Regarding economic aspects, almost all hospital costs were significantly higher in the VREm BSI cohort compared to the VSEm BSI and the VSEf cohort.
During the last 15 years (since 2003), 4 meta-analyses on mortality- and financial burden of VRE infections [19, 22,23,24], and few recent studies on costs associated with VRE infections (not included in the meta-analyses) were published [13, 15, 32]. The studies demonstrate that vancomycin resistance is associated with overall worsened outcome (mortality, length of stay and hospital costs). However, although former studies indicated that E. faecium isolates might be more virulent than E. faecalis isolates irrespective of vancomycin resistance [2, 8, 9, 26], many of the above mentioned studies did not adjust for enterococcal subspecies. As Kaye et al. showed in 2004, this could lead to an overestimation of the outcome effects attributable to vancomycin resistance . Some of the authors discussed this issue in their articles, arguing that meta-analyses cannot improve the quality of data published [22, 24].

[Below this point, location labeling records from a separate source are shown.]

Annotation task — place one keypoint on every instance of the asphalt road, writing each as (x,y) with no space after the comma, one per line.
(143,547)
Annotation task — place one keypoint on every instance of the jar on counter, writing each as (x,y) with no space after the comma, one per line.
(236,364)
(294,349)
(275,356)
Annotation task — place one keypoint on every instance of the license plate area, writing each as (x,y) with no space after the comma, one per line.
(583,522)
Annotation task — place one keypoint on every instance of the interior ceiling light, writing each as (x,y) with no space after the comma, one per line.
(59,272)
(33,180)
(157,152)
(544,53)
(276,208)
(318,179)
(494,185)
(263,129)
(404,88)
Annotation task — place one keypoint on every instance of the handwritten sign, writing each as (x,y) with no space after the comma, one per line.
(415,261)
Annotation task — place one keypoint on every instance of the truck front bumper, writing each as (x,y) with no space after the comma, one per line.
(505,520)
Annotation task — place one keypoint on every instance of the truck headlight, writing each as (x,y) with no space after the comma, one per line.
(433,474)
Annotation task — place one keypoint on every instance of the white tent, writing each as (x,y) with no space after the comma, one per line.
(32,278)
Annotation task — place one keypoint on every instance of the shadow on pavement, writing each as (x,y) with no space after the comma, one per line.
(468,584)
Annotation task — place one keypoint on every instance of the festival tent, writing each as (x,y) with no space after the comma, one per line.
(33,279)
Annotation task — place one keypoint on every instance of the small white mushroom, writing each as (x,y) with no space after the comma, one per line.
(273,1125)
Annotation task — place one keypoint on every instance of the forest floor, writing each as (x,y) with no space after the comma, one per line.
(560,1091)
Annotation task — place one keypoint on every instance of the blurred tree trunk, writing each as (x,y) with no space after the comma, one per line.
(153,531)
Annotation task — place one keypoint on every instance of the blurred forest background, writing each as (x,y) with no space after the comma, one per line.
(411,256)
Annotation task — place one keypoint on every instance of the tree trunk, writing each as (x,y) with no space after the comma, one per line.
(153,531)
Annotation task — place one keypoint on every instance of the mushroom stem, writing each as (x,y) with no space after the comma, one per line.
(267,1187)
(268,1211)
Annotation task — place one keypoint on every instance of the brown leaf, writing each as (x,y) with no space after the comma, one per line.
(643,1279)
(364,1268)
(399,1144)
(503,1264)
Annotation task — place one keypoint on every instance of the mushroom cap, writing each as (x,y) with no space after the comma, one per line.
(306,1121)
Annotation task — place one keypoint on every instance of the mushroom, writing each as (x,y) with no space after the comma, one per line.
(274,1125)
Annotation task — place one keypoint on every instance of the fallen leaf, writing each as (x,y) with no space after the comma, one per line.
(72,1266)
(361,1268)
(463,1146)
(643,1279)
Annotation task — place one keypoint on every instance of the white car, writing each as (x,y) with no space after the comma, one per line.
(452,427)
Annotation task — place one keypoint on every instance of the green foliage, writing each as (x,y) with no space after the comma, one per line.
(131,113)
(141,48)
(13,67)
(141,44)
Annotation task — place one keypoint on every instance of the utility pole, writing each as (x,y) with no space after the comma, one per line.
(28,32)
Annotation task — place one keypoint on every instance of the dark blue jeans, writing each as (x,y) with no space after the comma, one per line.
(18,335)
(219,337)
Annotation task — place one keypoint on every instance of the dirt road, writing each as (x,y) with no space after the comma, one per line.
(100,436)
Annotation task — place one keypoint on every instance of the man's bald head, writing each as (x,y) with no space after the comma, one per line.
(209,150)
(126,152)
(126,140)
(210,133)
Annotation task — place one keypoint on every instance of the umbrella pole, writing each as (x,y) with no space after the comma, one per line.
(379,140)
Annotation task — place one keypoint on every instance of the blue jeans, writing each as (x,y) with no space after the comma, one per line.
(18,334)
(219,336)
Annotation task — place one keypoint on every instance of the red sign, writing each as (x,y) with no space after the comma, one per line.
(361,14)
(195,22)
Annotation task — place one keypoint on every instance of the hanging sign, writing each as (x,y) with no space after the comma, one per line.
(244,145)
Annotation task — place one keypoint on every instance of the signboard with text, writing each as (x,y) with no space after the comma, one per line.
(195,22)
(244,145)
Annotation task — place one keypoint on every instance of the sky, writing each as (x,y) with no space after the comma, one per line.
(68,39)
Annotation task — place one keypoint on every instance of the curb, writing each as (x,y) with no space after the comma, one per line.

In our analyses, in-hospital mortality and length of stay after BSI onset were independently associated with underlying diseases, age and E. faecium but not with vancomycin resistance.
Regarding mortality vancomycin resistance was associated with increased in-hospital mortality in the univariate analysis. This result is in agreement with recent studies including three meta-analyses [19, 22, 24]. However, after adjusting for underlying diseases, age, and species (E. faecium vs. E. faecalis), in-hospital mortality was no longer associated with VRE. There are several possible explanations for these differences with other studies.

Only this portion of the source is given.